GLOBAL – Institutional investors should start measuring, disclosing and reducing greenhouse gas (GHG) emissions associated with their investments and portfolios to reduce policy, regulatory and financial risks associated with these emissions, according to a new Investor Briefing by the United Nations Environment Programme Finance Initiative (UNEP FI).

At the event to launch the report in London, Nick Robins, head of HSBC's Climate Change Centre of Excellence, said it was the right time to produce the report, as policies produced peaked in 2012, expectation of investor transparency and accountability was greater than ever before and there was an increasing global push to mandatory reporting.

According to the briefing, the build-up of GHG policy is likely to accelerate in coming years as the meteorological effects of climate change continue to intensify with increasingly disruptive impacts on communities and economies.

Advocacy groups, civil society organisations and other stakeholder groups (including investment beneficiaries) are demanding that investors start measuring and disclosing the GHG emissions embedded in their portfolios, and that they take actions to reduce them over time.

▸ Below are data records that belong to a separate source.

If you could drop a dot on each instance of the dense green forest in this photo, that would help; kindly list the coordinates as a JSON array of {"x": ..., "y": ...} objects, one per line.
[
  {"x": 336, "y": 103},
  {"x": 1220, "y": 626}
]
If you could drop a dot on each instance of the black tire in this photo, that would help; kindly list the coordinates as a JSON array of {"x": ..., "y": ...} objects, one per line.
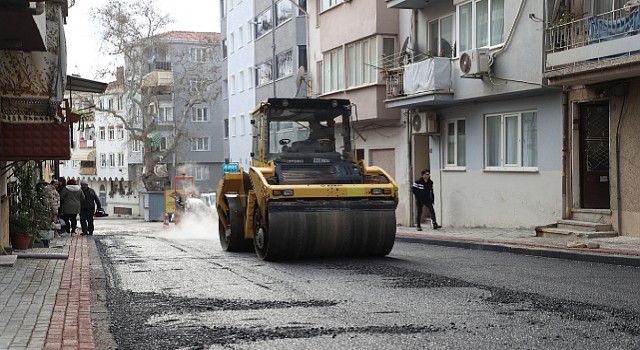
[{"x": 232, "y": 239}]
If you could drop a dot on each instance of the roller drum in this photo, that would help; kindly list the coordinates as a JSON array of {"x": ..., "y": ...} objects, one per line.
[{"x": 300, "y": 229}]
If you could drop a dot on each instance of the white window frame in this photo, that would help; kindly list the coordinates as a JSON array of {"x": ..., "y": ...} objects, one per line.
[
  {"x": 333, "y": 70},
  {"x": 495, "y": 21},
  {"x": 136, "y": 146},
  {"x": 437, "y": 26},
  {"x": 200, "y": 144},
  {"x": 362, "y": 58},
  {"x": 121, "y": 162},
  {"x": 165, "y": 114},
  {"x": 198, "y": 54},
  {"x": 501, "y": 155},
  {"x": 112, "y": 160},
  {"x": 455, "y": 156},
  {"x": 111, "y": 132},
  {"x": 120, "y": 132},
  {"x": 327, "y": 4},
  {"x": 199, "y": 114}
]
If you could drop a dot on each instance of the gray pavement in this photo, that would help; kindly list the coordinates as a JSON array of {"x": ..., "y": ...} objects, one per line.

Gianluca Manca, head of sustainability at Eurizon Capital, and co-chair of the UNEP FI Asset Management Working Group, said: "Information on the carbon intensity, performance and climate risk exposure of thousands of companies is now publicly and readily available.

"But unless we reach a similar level of transparency among investors, we won't know whether that information is used or not, nor whether it is helping to deliver the low-carbon economy."

Julie Gorte, senior vice-president for sustainable investing at Pax World Management and co-chair of UNEP FI's Asset Management Working Group, added: "Avoiding catastrophic climate change will require action by governments and the private sector. Investors can play a key role in re-allocating capital to the low-carbon economy at the needed scale.

"The gradual decarbonisation of investment portfolios is critical for the transition to a low-carbon economy – importantly, it does not have to be inconsistent with investors' fiduciary responsibilities."

The briefing was developed jointly by UNEP and a group of investors, including Allianz, Aviva, Hermes, HSBC, Eurizon Capital, Inflection Point Capital, Pax World Investments, Robeco SAM and Trillium Asset Management.

It argues that carbon foot-printing is one of several key tools investors should use to understand, assess and mitigate portfolio carbon risk.

The briefing also lays the foundations for the development of a new market standard to measure and report financed emissions.

UNEP FI is collaborating with the Greenhouse Gas Protocol, the global standard for GHG accounting and reporting, to develop guidelines tailored to the needs of investors and other financial intermediaries.

In other news, the Threadneedle Low-Carbon Workplace Trust (LCW) has secured two local authority pension scheme equity commitments – from Flintshire County Council on behalf of the Clwyd Pension Fund and The Environment Agency Active Pension Fund.

Dawn Turner, head of pension fund management at the Environment Agency, said: "The evidence is growing that, over time, more environmentally conscious buildings will experience higher net income growth and be viewed as lower risk and thereby deliver higher returns.

"If environmental issues are set to affect the current and future value and performance of property assets, then the environmental performance of property assets must be seen as a fiduciary as well as a social responsibility for pension funds.

"As active members of the Institutional Investors Group on Climate Change and supporters of the Global Real Estate Sustainability Benchmark, we are very pleased that the first new commitment under our new real asset portfolio is an investment in LCW."

LCW is a partnership between Threadneedle Investments, commercial real estate developer Stanhope and the Carbon Trust, an organisation helping businesses, governments and the public sector to accelerate the move to a sustainable low-carbon economy.

UK pension funds are increasingly embedding social, environmental and economic considerations of climate change into their investment philosophy, with total UK managed assets in sustainability-themed investments now estimated at £7.5bn (€8.7bn), according to Eurosif's European SRI Study 2012.